US Army Readies Ukraine Abrams Tank Options For Policymakers
Now that the White House has pledged to send M1 Abrams tanks to Ukraine, the Army is working up various plans to help the Ukrainian military operate the maintenance-hungry and fuel-thirsty battlefield behemoths.
“The Army is developing options that will be presented to senior leaders,” Douglas Bush, the Army’s top acquisition official, said at a Pentagon briefing just hours after President Joe Biden announced the coming transfer of 31 tanks to Ukraine. “I think there are multiple courses of action and it’s not just the tanks. We have to be able to deliver the tanks, the support equipment, the training, the ammunition, the fuel, you know, the total package fielding like we do with other Abrams partners.”
Bush, a West Point graduate who was an Army armor officer, said the Abrams “has a significant logistics aspect to it.” Typically, the U.S. provides training and other related equipment with foreign arms deals so that the weapon remains effective.
“I assume that that will be part of what’s provided,” he said.
Bush said that policymakers will decide the timeline for sending the tanks to Ukraine and that “the Army will make whatever they want to happen, happen.”
The U.S. has not built new Abrams tanks since the early 1990s. With the Cold War over, thousands of Abrams that were built to fight the Soviet Union were put into storage, according to Dean Lockwood, a military vehicle analyst with Forecast International.
These days, defense contractor General Dynamics remanufactures Abrams tank hulls for the U.S. Army and allies in Lima, Ohio. The overhauls produce “essentially a spanking brand-new tank for about half price,” Lockwood said.
Currently, the U.S. has about 8,000 Abrams, but “significantly less” are battle-ready, he said. The U.S. draws from those tanks in storage and remanufactures them for allies, such as Poland, which is buying upwards of 350 Abrams.
General Dynamics executives said Wednesday that the Abrams production line can meet the demand of sending tanks to Ukraine.
“Staffing is not an issue here. There is plenty of capacity on the combat vehicle side [of the company] both tracked and wheeled [vehicles],” CEO Phebe Novakovic said on the company’s quarterly earnings call. “So to the extent that the U.S. government intends to execute any contracts with respect to some of these bilateral agreements they are developing…it’s well within the capacity of the industrial base to accommodate.”

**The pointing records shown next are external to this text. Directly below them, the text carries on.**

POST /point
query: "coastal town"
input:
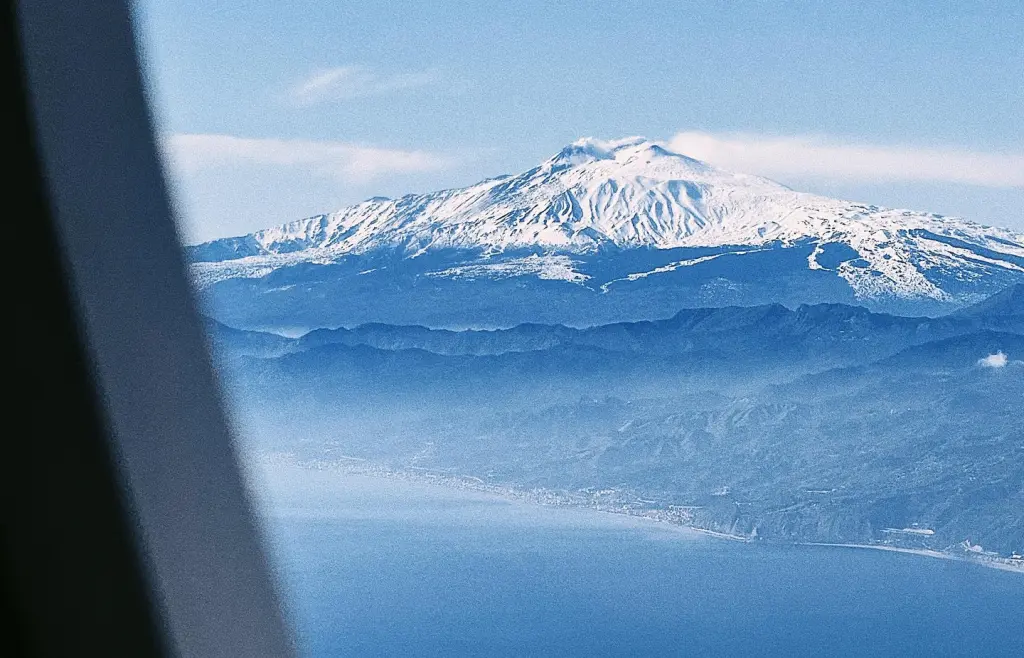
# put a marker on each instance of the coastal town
(611, 500)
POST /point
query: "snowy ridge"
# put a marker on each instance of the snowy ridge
(623, 194)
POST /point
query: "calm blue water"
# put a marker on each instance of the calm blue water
(385, 568)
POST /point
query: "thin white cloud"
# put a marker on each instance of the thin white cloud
(356, 82)
(993, 360)
(342, 161)
(820, 158)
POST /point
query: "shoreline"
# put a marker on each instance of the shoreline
(992, 563)
(544, 497)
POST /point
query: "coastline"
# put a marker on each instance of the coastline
(993, 563)
(355, 466)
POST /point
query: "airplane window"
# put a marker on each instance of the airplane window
(508, 379)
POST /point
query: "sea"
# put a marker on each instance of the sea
(371, 566)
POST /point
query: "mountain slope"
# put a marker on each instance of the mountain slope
(826, 423)
(603, 224)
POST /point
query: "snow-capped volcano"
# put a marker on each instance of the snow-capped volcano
(600, 198)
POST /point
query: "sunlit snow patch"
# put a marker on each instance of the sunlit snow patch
(554, 267)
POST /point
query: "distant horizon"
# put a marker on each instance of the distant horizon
(289, 112)
(670, 144)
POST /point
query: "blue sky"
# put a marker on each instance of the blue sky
(275, 111)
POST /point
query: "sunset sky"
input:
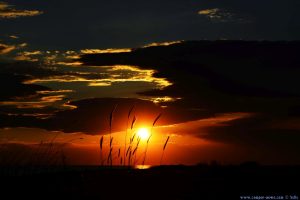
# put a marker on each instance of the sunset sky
(64, 66)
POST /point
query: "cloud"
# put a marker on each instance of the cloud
(8, 11)
(28, 56)
(4, 48)
(96, 51)
(14, 37)
(220, 15)
(7, 48)
(209, 12)
(156, 44)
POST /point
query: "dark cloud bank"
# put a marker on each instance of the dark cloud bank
(261, 78)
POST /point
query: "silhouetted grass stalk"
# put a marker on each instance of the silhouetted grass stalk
(128, 117)
(165, 145)
(110, 137)
(153, 124)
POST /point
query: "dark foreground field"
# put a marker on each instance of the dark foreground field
(169, 182)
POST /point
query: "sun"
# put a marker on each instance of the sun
(143, 133)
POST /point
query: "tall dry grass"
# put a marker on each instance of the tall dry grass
(164, 148)
(147, 144)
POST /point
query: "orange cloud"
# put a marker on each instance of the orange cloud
(8, 11)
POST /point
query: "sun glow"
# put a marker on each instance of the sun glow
(143, 133)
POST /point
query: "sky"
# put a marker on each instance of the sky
(65, 65)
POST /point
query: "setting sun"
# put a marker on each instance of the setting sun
(143, 133)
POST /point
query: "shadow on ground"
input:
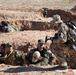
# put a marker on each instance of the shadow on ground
(32, 68)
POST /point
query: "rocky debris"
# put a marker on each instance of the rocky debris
(33, 70)
(22, 40)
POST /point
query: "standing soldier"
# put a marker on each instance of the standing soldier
(59, 39)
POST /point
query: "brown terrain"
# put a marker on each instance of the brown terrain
(28, 17)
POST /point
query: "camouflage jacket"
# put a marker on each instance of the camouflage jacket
(47, 55)
(14, 58)
(62, 33)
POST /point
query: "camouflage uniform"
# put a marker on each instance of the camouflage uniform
(47, 57)
(14, 58)
(62, 34)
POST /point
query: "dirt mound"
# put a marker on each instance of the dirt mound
(23, 40)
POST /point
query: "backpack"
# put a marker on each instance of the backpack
(72, 32)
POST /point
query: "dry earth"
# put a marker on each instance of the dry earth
(27, 16)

The transfer of U.S. and European main battle tanks to Ukraine marks a shift in the types of weapons transferred by the United States and its allies from standoff defensive weapons to an offensive system on the front lines.
“A tank, by definition, has to be at the very front,” he said.
The U.S. will likely remove classified electronics from the Abrams before shipping them to Ukraine, similar to what it did with a Stinger missile part last year. Yet Lockwood noted that even a somewhat stripped-down Abrams, if captured by Russian forces, could help Moscow look for vulnerabilities or reverse-engineer NATO technology.
“I suspect there are a lot of people in the Army who are not happy about this whatsoever,” he said.
The Abrams and Challenger tanks proved far more lethal than Soviet-designed tanks during the 1991 Gulf War, Lockwood said.
“You had Abrams and Challengers that could hit and defeat a Russian tank beyond the maximum range of the Russian tank’s main gun,” he said. “In close combat they could just maneuver faster.”
The tanks used by Russia today are “basically updated versions of those same tanks,” Lockwood said.
In that light, the Abrams decision itself serves as a strong physiological weapon toward Russian commanders who know its lethality.